La civilisation au milieu de laquelle nous nous trouvons rend la prière difficile. Il est certain tout d’abord que la civilisation technique entraîne une modification du rythme de l’existence humaine, une accélération du temps qui rendent plus difficile à trouver le minimum d’espace dont a besoin un minimum de vie d’oraison.

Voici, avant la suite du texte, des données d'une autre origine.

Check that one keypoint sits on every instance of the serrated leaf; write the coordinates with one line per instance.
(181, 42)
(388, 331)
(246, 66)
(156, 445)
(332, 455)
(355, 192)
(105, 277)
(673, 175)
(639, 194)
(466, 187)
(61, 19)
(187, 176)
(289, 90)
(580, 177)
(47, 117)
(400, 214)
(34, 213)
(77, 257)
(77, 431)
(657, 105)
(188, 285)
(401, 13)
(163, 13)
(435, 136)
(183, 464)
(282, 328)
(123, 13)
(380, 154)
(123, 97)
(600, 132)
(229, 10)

Il y a donc un problème de rythme de temps ; il y a aussi un problème de socialisation de l’existence. De même que l’oraison a besoin d’un minimum de temps, elle a besoin d’un minimum de solitude, d’un minimum de vie personnelle. Or il est certain que, dans les conditions concrètes de l’existence de l’homme d’aujourd’hui, ceci est à nouveau pratiquement impossible. Le cadre de la vie urbaine saisit dans une existence collective perpétuellement absorbante. L’homme d’aujourd’hui est un homme aliéné qui a perdu la possibilité de se retrouver lui-même, qui ne sait plus ce qu’il est, parce qu’il ne fait que répondre perpétuellement à des sollicitations du dehors, et qui finit, par conséquent, par être dépersonnalisé.
La civilisation chrétienne n’est pas sans tentation pour les chrétiens. Tant qu’ils sont persécutés par la cité, ils n’ont pas de mal à maintenir une espérance qui dépasse la cité. Mais quand ils sont maîtres de la cité, ils risquent de s’enliser dans la cité. Manier l’argent, faire de la politique, n’est jamais sans piège. Et combien, qui l’ont entrepris pour les meilleures intentions, s’y sont laissé prendre ! Le plus grand danger pour le chrétien n’est pas la persécution, mais la mondanisation. Le drame de la civilisation chrétienne, c’est le fait que l’engagement temporel soit à la fois un devoir et une tentation, c’est le danger de ne pas garder vivante la tension de l’espérance eschatologique et de la tâche civilisatrice et de ne pas trouver la juste articulation de l’une et de l’autre.